No, they aren't. For registers defined in the calling convention as "callee-saved", they don't have to be saved on the stack before calling a function (and the called function only has to save them if it actually uses that register). And for registers defined as "caller-saved", they only have to be saved if their value needs to be kept. The compiler knows all that, and tends to use caller-saved registers as scratch space (which doesn't have to be preserved), and callee-saved registers for longer-lived values.

> and caches of modern processors are really nearly as fast (if not as fast!) as a register.

No, they aren't. For instance, a quick web search tells me that the L1D cache for a modern AMD CPU has at least 4 cycles of latency. Which means: even if the value you want to read is already in the L1 cache, the processor has to wait 4 cycles before it has that value.

> Registers these days are merely labels, since internally the processor (at least for x86) executes the code in a sort of VM.

No, they aren't.

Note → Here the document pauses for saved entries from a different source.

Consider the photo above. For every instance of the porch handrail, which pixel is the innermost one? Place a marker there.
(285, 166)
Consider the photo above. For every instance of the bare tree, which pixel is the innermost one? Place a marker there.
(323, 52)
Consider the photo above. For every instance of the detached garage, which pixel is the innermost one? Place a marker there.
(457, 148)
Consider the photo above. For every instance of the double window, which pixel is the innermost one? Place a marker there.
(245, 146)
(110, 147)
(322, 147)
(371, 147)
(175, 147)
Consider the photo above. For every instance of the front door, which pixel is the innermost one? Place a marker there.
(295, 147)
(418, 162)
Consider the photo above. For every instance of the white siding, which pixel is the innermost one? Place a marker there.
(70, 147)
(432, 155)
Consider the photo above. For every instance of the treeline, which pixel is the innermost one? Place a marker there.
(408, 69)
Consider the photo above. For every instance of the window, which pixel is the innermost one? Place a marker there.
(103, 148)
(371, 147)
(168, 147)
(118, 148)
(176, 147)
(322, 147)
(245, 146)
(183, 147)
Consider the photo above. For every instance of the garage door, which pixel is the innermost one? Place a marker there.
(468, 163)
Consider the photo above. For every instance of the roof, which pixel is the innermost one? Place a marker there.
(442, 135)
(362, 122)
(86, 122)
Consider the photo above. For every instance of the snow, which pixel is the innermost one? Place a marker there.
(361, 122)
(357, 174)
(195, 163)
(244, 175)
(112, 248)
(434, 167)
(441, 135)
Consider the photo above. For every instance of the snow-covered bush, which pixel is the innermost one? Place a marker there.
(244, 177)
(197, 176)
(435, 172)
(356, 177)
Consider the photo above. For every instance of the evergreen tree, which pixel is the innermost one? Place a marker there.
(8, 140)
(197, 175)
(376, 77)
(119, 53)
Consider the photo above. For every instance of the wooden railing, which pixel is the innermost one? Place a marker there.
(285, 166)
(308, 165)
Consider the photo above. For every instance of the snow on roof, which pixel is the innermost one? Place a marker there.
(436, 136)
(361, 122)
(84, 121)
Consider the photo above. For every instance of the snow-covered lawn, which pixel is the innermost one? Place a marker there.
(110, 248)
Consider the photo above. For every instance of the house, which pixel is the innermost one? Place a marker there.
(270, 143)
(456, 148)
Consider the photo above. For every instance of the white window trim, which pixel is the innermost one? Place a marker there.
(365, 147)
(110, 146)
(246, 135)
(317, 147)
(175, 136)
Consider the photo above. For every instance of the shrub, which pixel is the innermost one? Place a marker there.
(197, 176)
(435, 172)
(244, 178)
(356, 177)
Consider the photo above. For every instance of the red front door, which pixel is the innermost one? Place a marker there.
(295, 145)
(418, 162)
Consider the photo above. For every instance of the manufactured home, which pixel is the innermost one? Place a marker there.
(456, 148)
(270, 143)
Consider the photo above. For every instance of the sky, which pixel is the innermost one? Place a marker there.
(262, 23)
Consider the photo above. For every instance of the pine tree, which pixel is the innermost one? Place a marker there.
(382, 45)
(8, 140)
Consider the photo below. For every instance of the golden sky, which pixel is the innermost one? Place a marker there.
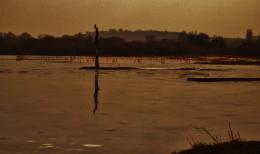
(221, 17)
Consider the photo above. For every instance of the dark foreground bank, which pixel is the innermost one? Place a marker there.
(234, 147)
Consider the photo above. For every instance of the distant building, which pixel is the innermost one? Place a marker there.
(249, 35)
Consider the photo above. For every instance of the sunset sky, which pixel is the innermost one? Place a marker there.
(229, 18)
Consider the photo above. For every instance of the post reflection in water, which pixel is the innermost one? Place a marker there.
(96, 91)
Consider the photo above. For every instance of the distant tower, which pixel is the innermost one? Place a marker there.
(249, 35)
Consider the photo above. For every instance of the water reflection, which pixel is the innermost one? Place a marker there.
(96, 91)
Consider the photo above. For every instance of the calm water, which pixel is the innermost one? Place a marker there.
(48, 107)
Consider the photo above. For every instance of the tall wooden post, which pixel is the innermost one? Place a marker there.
(97, 48)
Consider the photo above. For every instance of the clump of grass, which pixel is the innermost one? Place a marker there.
(232, 137)
(231, 144)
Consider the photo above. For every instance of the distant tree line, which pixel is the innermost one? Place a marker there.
(187, 44)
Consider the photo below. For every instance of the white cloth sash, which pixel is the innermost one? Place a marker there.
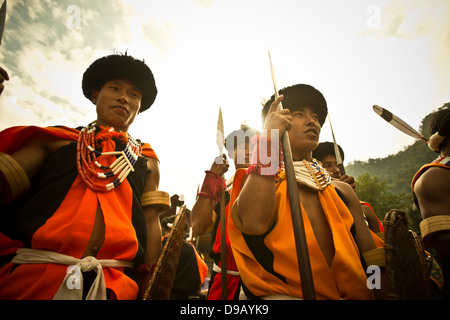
(72, 286)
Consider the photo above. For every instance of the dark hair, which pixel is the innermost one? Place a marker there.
(300, 95)
(121, 66)
(441, 121)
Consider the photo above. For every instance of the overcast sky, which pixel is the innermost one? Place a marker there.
(211, 54)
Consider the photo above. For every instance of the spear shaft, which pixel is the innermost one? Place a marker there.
(223, 245)
(296, 211)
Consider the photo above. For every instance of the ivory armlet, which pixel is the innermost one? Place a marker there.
(158, 199)
(17, 182)
(375, 257)
(433, 225)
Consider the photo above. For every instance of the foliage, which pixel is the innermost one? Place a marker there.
(385, 183)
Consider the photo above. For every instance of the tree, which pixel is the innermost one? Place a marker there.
(376, 192)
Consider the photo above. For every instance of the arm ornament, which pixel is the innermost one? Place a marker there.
(17, 182)
(266, 157)
(212, 186)
(375, 257)
(156, 198)
(431, 226)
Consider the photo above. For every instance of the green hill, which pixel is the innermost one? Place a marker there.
(386, 182)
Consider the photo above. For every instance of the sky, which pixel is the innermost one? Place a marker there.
(211, 54)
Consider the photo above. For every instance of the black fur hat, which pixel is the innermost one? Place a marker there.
(300, 95)
(120, 66)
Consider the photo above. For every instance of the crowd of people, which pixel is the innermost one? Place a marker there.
(85, 203)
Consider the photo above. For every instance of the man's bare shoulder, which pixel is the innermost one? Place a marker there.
(433, 184)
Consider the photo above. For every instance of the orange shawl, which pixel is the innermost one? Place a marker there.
(346, 279)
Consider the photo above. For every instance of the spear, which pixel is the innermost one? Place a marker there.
(223, 245)
(397, 122)
(337, 153)
(296, 211)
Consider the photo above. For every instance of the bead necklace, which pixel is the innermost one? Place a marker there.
(116, 172)
(311, 174)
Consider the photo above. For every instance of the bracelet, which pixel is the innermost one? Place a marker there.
(146, 268)
(266, 157)
(375, 257)
(212, 187)
(159, 199)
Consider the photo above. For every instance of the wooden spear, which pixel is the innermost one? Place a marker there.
(223, 243)
(296, 211)
(337, 153)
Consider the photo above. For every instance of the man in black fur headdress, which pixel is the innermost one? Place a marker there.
(72, 196)
(431, 187)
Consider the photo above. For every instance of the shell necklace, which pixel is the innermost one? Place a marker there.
(103, 178)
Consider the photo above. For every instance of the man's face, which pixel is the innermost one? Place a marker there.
(118, 102)
(329, 163)
(305, 131)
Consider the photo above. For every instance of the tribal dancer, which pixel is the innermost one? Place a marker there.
(80, 206)
(326, 155)
(430, 187)
(205, 212)
(261, 230)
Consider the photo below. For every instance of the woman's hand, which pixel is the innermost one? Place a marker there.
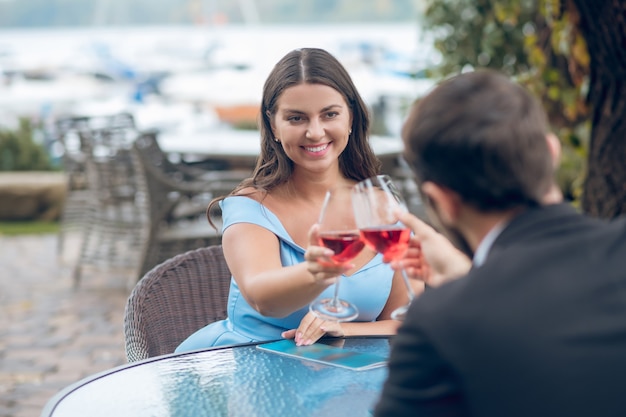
(311, 329)
(431, 257)
(319, 262)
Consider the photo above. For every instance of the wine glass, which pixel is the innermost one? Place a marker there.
(375, 202)
(338, 232)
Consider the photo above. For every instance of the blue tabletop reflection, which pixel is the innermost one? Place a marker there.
(241, 381)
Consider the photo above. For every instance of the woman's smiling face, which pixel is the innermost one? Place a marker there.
(312, 122)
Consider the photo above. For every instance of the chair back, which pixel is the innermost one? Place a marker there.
(173, 300)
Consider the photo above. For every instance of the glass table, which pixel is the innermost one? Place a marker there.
(233, 381)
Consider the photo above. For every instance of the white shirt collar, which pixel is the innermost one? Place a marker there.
(485, 245)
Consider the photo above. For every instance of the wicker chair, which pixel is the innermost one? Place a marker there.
(173, 300)
(177, 198)
(116, 216)
(78, 194)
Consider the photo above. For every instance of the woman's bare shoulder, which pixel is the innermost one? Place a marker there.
(251, 192)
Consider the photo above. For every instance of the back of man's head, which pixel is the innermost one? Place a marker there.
(482, 136)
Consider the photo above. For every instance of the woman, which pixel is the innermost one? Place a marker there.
(314, 135)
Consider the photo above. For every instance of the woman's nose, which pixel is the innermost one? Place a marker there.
(315, 130)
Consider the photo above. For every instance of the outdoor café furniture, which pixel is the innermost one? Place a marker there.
(173, 300)
(240, 149)
(114, 216)
(78, 195)
(229, 381)
(176, 199)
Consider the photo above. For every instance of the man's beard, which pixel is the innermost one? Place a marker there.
(453, 234)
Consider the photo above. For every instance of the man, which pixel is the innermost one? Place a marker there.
(537, 326)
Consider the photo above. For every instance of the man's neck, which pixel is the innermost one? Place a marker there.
(475, 225)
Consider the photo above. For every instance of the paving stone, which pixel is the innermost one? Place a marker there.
(51, 334)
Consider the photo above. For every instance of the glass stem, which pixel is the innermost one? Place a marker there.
(409, 288)
(335, 301)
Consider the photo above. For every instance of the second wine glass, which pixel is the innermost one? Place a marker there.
(376, 201)
(338, 232)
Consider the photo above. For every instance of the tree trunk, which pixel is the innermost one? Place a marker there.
(603, 25)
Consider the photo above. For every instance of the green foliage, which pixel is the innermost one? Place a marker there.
(19, 152)
(534, 41)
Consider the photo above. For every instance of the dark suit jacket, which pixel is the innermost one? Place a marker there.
(538, 330)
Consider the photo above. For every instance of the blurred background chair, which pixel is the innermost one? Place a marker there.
(173, 300)
(116, 219)
(177, 199)
(78, 195)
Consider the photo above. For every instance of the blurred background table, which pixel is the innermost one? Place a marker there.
(234, 381)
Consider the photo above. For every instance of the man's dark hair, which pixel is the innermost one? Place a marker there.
(484, 137)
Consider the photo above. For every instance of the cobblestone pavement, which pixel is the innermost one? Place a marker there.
(52, 335)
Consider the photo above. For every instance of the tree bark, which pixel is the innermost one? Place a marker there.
(603, 25)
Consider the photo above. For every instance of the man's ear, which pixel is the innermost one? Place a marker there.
(271, 119)
(554, 146)
(445, 201)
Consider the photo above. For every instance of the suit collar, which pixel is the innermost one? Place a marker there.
(536, 220)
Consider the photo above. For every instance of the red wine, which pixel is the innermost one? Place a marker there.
(392, 241)
(345, 245)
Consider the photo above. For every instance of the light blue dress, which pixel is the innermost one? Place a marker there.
(368, 288)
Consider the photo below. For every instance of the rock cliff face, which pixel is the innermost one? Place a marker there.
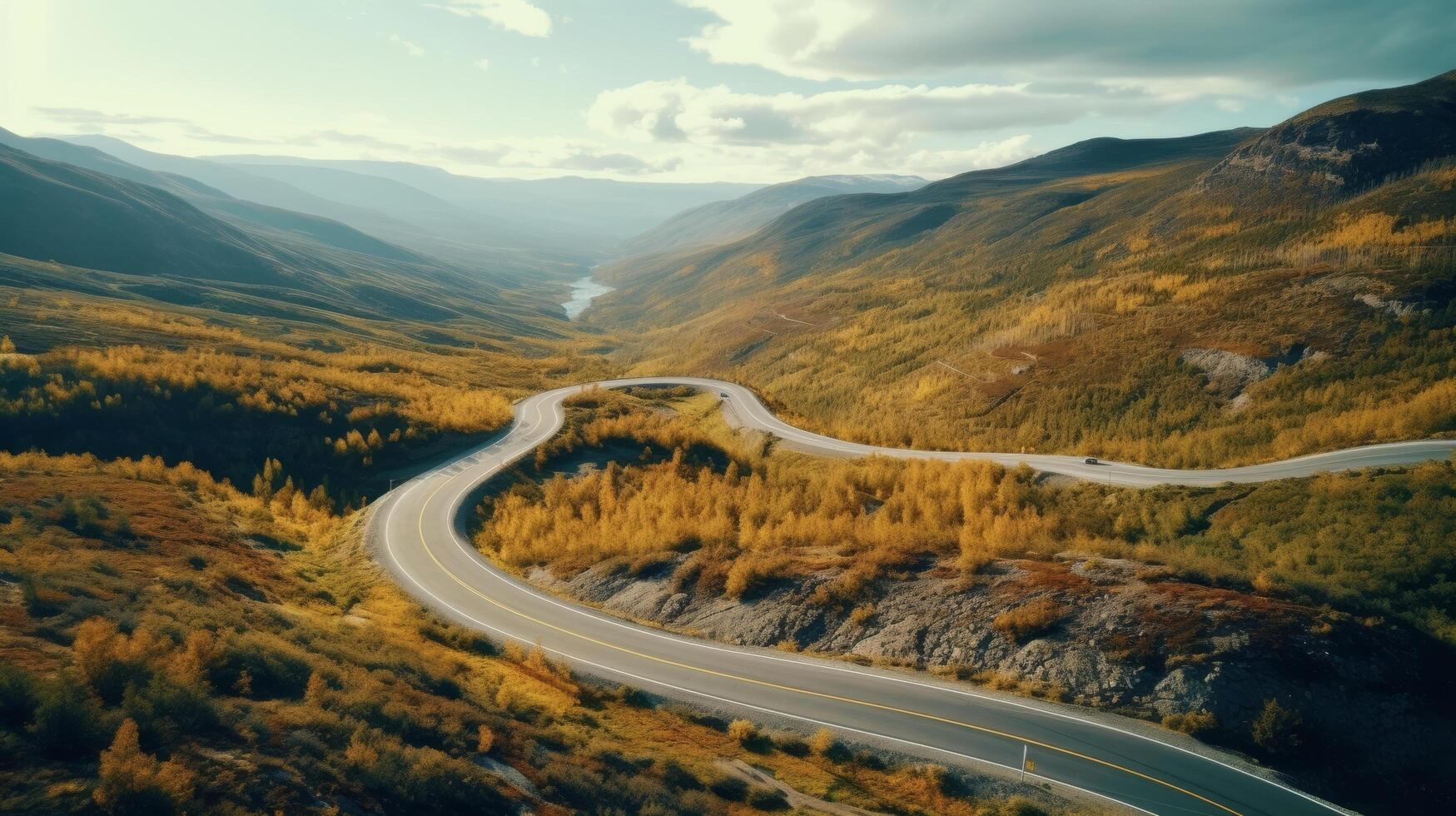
(1113, 634)
(1343, 146)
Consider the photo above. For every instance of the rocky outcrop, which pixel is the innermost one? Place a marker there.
(1230, 372)
(1127, 639)
(1343, 146)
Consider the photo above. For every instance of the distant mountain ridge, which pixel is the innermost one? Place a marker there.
(1072, 302)
(126, 238)
(1345, 145)
(724, 221)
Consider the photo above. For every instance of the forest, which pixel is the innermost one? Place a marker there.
(172, 644)
(1364, 542)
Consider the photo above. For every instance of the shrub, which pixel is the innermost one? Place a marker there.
(169, 709)
(768, 799)
(1191, 723)
(1275, 729)
(133, 781)
(17, 695)
(678, 777)
(823, 742)
(1028, 619)
(67, 720)
(743, 730)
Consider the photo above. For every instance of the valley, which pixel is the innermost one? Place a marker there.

The register file still exists, even though register renaming means which physical register corresponds to a logical register can change. And there's no VM, most common instructions are decoded directly (without going through microcode) into a single µOp or pair of µOps which is executed directly.

> To me it seems that all these optimizations were really something useful back in the day, but nowadays we can as well just ignore them and let the processor figure it out without that much loss of performance.

It's the opposite: these optimizations are more important nowadays, since memory speeds have not kept up with processor speeds, and power consumption became more relevant.

> To me security is more important than a 1% more boost in performance.

Newer programming languages agree with you, and do things like checking array bounds on every access; they rely on compiler optimizations so that the loss of performance is only that "1%".